29.02.2008
La subvention allemande à la propriété immobilière doit être versée aux travailleurs frontaliers
La Cour de justice des Communautés européennes (CJCE) a récemment jugé dans l'
arrêt C-152/05 Commission européenne contre République fédérale d'Allemagne que les contribuables imposables de façon illimitée en Allemagne ne pouvaient être exclus du bénéfice de la subvention à la propriété immobilière sous prétexte que les logements concernés étaient situés à l'étranger. M. Rolf Moeris, Dipl. Finanzwirt., conseiller fiscal à Monschau, a récemment publié ses réflexions sur les effets potentiels de ce jugement :
"Il ressort de cet arrêt que les travailleurs frontaliers peuvent eux aussi bénéficier de la subvention à la propriété immobilière à condition d'être imposables de façon illimitée en Allemagne (c'est-à-dire que la majeure partie de leurs revenus est imposable dans ce pays) et d'occuper le logement concerné. L'État allemand estime que peu de frontaliers sont en mesure de bénéficier de l'arrêt de la CJCE puisque la loi relative à la subvention à la propriété immobilière a été abolie le 01.01.2006. Ainsi, ne bénéficient de la subvention que les objets acquis avant le 31.12.2005 ou, en ce qui concerne les nouvelles constructions, les objets pour lesquels la demande de permis de construire a été introduite avant cette date.

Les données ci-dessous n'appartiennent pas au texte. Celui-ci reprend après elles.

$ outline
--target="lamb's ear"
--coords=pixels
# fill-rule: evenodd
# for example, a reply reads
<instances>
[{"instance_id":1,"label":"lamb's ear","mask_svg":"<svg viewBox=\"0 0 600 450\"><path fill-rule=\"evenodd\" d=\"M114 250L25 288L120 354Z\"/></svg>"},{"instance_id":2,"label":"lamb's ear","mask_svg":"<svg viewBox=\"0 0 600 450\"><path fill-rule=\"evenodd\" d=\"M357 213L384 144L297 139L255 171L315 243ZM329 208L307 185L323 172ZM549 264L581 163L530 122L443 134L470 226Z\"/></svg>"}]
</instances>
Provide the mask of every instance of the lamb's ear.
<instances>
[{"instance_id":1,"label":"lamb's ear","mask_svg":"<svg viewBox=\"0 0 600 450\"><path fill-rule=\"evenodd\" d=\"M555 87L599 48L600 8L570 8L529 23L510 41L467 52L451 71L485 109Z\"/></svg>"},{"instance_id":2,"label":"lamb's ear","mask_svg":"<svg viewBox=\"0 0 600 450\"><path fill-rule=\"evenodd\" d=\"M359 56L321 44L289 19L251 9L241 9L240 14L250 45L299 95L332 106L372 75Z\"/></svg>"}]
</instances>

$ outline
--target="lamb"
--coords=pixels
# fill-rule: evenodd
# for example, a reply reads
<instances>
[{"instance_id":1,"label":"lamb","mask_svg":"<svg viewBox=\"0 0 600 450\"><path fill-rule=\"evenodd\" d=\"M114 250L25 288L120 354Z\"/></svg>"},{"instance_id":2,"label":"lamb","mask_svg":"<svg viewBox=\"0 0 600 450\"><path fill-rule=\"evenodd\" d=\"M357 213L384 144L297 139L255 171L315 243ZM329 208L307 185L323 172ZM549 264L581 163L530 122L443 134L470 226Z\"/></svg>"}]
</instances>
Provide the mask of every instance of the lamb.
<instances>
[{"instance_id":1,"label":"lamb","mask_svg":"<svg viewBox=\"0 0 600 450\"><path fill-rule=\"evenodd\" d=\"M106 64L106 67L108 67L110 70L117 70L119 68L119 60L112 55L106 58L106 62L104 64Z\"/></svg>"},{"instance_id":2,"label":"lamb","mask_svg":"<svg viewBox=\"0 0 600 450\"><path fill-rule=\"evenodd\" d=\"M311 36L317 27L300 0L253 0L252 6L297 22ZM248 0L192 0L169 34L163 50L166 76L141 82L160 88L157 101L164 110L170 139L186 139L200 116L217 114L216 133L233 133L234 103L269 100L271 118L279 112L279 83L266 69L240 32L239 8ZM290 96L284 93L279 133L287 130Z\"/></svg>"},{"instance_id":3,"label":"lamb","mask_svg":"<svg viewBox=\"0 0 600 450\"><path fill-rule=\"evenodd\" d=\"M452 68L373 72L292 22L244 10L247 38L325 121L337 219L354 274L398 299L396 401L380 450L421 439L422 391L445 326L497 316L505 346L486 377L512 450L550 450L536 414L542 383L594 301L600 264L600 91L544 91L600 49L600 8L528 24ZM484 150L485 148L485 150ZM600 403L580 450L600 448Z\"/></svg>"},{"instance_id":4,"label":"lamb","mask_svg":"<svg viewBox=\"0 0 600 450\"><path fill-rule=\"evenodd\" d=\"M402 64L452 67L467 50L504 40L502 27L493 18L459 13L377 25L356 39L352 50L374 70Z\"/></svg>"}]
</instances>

Cette interprétation semble toutefois faire abstraction du fait qu'en pratique, le délai de prescription applicable est de
quatre ans. Ainsi, le bénéfice de la subvention est encore ouvert aux objets acquis en 2004-2005 ou à ceux pour lesquels la demande de permis de construire a été introduite au cours de cette période. De plus, la subvention peut être versée pendant maximum huit années de remboursement du prêt immobilier. Ainsi, pour les
objets acquis entre 1997 et 2003 ou pour ceux pour lesquels la demande de permis de construire a été introduite au cours de cette période, une subvention partielle peut être demandée pour les années de remboursement de crédit qui ne sont pas encore prescrites ! Cela implique par exemple que pour un objet acheté en 1999, les années 1999-2003 seraient prescrites et la subvention ne pourrait être demandée pour ces cinq années. Elle demeure en revanche disponible pour la période 2004-2006. Au regard du nombre des travailleurs frontaliers et de la part d'entre eux qui ont acheté ou construit un logement entre 1997 et 2005, les conséquences potentielles de l'arrêt de la CJCE semblent considérables. La convention destinée à éviter la double imposition entre la Belgique et l'Allemagne a été amendée en 2004, ce qui a permis à de nombreux résidants belges de devenir imposables de façon illimitée en Allemagne à partir de cette date. Par exemple, pour une famille dotée de deux enfants qui a construit en 2003,
la subvention s'élève pour sept années non prescrites à 28 260,00 non imposables et non pris en compte dans le calcul des cotisations sociales !!
- Il convient toutefois de prendre en compte les limites de revenu applicables
- En outre, le Bundesfinanzhof (BFH) devrait bientôt se prononcer sur un recours relatif au délai de prescription. Celui-ci pourrait avoir pour effet d'augmenter ce délai de 4 à 7 ans. Dans ce cas, le bénéfice intégral de la subvention serait ouvert aux objets acquis en 2001-2003 ou à ceux pour lesquels la demande de permis de construire a été introduite au cours de cette période. Un bénéficie partiel étant possible pour les objets remontant à 1996. "
Les services fiscaux allemands n'ont pour l'instant pas livré leur interprétation des conséquences de l'arrêt. Une circulaire du ministère allemand des finances est attendue sur cette question. L'arrêt du BFH relatif à l'allongement éventuel du délai de prescription est aussi d'une importance déterminante afin de déterminer avec précision la portée pratique de la décision récente de la CJCE.